Amanda Huling and her family were assessing the damage to their neighborhood in Slidell, Louisiana, when they noticed the dolphin swimming through the inundated suburban landscape.

In video shot by Huling, the marine mammal’s dorsal fin can be seen emerging from the water.

“The dolphin was still there as of last night but I am in contact with an organization who is going to be rescuing it within the next few days if it is still there,” Huling told FOX 35.

Ida slammed into the coast of Louisiana this past weekend.
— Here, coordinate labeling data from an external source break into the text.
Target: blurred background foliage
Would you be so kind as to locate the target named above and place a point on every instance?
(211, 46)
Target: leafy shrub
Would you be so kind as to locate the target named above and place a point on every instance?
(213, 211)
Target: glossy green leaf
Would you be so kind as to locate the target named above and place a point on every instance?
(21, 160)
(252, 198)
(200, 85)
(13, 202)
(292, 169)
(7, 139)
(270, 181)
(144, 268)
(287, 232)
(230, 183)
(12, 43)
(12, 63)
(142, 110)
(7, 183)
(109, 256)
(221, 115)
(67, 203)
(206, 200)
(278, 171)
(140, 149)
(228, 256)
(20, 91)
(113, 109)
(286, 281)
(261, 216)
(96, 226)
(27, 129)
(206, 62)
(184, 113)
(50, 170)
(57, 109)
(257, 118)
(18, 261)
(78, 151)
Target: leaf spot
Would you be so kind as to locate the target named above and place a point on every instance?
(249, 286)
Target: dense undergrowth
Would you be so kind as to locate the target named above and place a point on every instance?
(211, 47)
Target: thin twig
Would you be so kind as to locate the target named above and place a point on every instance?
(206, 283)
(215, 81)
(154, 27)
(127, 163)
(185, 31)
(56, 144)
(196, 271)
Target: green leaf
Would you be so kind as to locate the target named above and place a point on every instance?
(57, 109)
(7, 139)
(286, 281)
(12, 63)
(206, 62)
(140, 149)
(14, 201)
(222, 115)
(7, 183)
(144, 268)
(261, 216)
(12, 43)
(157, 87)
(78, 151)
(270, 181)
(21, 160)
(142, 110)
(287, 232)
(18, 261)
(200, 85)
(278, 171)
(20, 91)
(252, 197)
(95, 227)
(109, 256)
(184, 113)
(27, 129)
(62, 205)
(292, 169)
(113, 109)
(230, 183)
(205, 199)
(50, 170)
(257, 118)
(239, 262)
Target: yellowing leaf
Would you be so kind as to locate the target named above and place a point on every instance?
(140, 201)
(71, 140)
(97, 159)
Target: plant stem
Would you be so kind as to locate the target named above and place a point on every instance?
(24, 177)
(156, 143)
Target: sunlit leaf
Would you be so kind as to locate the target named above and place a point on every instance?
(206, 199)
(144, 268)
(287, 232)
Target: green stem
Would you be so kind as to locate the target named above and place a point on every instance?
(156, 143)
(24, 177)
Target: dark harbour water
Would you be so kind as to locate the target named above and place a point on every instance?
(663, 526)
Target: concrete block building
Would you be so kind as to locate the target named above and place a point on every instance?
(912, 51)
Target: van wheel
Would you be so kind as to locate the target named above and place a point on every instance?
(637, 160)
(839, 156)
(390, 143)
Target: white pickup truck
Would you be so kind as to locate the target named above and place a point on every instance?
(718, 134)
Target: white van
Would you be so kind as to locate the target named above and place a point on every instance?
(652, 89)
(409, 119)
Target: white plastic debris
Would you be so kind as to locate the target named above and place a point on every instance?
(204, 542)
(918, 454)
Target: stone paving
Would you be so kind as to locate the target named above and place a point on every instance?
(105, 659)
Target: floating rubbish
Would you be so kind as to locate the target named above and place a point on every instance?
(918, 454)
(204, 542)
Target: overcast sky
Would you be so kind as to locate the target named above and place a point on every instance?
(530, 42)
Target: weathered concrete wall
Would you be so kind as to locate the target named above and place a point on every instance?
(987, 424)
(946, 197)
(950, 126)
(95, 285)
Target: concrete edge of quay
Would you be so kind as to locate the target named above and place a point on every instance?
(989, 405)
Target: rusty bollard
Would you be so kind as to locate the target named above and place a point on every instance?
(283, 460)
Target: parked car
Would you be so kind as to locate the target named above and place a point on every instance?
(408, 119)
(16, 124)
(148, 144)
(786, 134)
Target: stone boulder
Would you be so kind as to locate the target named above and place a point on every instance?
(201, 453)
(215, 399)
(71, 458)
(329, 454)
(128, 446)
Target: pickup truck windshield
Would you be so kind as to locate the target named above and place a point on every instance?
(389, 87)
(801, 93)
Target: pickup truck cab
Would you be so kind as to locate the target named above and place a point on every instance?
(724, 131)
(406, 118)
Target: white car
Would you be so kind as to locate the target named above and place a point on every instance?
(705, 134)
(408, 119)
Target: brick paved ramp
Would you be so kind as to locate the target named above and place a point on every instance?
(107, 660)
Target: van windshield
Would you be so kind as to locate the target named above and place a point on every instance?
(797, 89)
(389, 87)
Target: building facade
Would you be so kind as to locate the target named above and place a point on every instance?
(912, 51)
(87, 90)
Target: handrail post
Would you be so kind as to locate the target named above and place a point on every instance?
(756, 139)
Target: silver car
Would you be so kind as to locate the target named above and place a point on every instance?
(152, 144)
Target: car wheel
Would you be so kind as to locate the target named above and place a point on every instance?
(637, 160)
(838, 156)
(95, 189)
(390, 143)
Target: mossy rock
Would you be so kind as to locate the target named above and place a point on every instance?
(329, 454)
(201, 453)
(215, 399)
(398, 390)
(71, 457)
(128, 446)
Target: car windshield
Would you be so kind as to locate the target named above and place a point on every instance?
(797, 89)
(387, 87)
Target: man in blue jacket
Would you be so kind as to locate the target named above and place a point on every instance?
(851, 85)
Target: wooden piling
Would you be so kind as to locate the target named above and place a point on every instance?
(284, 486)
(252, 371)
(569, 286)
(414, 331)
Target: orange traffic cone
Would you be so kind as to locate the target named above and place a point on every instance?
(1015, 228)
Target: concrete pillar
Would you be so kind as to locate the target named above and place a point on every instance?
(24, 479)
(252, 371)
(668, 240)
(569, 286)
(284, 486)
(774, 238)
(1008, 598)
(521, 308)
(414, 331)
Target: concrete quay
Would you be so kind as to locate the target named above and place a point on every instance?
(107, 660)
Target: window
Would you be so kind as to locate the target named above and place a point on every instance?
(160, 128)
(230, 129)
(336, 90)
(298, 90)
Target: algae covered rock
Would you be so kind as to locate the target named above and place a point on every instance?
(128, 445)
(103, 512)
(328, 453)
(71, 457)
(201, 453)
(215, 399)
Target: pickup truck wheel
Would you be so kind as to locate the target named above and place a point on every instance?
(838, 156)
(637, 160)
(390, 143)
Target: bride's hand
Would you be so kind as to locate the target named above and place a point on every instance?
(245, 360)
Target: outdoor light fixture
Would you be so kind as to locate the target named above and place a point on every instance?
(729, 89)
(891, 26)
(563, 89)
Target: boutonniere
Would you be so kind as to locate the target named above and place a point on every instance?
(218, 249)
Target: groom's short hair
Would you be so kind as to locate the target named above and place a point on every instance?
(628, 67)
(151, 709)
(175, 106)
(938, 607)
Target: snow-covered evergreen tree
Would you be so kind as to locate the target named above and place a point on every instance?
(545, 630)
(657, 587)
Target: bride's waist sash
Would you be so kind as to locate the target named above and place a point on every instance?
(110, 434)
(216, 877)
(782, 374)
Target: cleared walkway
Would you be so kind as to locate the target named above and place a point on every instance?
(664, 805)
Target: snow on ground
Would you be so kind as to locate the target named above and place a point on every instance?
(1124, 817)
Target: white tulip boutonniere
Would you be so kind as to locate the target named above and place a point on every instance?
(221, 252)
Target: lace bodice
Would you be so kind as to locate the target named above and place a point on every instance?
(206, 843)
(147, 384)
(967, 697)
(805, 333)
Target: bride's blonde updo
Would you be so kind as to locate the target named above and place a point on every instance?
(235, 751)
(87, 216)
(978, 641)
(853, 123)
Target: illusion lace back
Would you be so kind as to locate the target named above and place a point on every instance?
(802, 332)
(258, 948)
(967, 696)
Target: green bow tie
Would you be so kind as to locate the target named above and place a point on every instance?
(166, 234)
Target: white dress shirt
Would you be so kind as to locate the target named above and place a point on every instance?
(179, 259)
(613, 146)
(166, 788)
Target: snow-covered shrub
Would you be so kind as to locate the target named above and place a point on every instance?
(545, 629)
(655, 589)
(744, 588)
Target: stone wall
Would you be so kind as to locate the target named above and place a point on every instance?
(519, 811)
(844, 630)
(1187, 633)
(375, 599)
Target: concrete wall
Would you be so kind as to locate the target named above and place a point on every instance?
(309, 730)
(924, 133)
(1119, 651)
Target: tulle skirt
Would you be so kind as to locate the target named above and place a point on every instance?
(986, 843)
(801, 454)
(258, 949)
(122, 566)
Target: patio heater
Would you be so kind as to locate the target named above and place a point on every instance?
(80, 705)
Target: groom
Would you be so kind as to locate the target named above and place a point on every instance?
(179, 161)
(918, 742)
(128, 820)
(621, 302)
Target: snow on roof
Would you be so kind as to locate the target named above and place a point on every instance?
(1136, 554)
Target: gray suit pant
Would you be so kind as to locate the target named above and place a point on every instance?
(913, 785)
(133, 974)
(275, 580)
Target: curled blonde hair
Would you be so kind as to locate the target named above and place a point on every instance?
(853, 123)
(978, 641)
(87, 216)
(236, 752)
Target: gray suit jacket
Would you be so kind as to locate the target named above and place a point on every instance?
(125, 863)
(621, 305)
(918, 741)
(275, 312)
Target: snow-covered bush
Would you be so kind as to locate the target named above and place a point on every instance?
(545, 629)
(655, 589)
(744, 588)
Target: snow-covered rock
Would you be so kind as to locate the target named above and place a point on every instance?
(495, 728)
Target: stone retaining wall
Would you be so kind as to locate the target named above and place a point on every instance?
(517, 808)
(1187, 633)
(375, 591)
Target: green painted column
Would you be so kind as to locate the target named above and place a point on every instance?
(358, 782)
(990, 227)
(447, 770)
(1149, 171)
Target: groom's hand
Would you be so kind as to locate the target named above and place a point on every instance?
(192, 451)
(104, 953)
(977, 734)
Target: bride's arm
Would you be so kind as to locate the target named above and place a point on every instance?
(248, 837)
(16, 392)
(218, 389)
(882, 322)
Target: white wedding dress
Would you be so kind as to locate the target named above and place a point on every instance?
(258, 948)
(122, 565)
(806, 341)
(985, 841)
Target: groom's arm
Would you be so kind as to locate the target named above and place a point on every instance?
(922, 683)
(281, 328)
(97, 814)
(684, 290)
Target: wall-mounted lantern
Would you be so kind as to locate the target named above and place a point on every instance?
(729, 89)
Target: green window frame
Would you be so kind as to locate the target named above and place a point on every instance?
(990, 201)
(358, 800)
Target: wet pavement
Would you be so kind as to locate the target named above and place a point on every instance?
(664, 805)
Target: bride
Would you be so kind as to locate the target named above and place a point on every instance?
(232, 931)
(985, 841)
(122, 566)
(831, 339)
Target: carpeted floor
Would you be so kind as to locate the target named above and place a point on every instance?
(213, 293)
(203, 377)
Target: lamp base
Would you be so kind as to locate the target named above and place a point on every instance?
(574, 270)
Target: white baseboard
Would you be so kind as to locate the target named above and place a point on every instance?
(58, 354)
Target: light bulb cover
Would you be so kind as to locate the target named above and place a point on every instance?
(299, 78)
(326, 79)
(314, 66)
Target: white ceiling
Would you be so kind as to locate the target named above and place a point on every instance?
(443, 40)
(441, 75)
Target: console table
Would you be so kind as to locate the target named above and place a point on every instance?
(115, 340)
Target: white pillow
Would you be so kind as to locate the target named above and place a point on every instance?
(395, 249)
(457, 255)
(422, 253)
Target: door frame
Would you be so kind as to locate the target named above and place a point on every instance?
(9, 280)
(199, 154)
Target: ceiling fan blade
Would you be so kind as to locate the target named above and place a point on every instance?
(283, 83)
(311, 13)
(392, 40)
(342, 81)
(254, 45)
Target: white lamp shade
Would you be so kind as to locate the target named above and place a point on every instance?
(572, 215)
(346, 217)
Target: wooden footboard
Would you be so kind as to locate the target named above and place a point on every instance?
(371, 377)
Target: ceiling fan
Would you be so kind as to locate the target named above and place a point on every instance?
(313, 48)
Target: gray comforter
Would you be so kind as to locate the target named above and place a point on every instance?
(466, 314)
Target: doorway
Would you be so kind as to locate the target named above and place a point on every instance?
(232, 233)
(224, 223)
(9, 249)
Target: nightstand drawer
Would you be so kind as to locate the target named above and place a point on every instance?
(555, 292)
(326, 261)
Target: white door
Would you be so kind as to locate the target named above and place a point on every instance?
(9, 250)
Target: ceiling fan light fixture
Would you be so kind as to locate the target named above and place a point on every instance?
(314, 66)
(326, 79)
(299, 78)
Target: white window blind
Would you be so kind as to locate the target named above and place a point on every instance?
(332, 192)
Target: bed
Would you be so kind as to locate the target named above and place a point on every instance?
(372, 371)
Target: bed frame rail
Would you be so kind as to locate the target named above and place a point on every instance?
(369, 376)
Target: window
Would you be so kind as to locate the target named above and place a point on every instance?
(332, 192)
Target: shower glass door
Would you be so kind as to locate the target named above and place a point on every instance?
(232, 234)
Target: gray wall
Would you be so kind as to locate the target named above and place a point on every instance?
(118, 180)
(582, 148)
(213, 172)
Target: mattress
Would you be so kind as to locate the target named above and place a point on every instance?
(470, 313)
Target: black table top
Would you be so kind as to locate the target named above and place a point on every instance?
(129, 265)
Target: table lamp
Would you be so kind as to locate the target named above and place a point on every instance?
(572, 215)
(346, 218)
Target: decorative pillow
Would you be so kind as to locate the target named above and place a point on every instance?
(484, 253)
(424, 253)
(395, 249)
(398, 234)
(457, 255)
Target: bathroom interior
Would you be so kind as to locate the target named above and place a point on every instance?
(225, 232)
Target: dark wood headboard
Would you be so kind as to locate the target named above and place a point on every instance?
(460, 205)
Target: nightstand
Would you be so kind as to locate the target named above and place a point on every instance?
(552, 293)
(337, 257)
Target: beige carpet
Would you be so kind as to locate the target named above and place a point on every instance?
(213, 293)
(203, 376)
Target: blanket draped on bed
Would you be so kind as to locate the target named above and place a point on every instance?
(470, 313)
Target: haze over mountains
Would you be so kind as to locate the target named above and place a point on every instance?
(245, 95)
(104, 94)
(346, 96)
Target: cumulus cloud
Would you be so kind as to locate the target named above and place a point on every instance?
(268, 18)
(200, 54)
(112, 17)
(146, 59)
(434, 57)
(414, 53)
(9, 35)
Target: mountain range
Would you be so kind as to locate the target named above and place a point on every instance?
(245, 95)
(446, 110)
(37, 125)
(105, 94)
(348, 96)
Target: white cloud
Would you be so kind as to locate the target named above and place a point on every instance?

The Category 4 hurricane ravaged the power grid of the region, plunging residents of New Orleans and upwards of 1 million homes and businesses in Louisiana and Mississippi into the dark for an indefinite period of time.

Officials have warned that the damage has been so extensive that it could take weeks to repair the power grid, reports Associated Press.

Also in Slidell, a 71-year-old man was attacked by an alligator over the weekend while he was in his flooded shed. The man went missing and is assumed dead, reports WDSU.

Internet users began growing weary last year about the steady stream of stories belonging to a “nature is healing” genre, as people stayed indoors and stories emerged about animals taking back their environs be it in the sea or in our suburbs.

However, these latest events are the surreal realities of a world in which extreme weather events are fast becoming the new normal – disrupting our lives in sometimes predictable, and occasionally shocking and surreal, ways.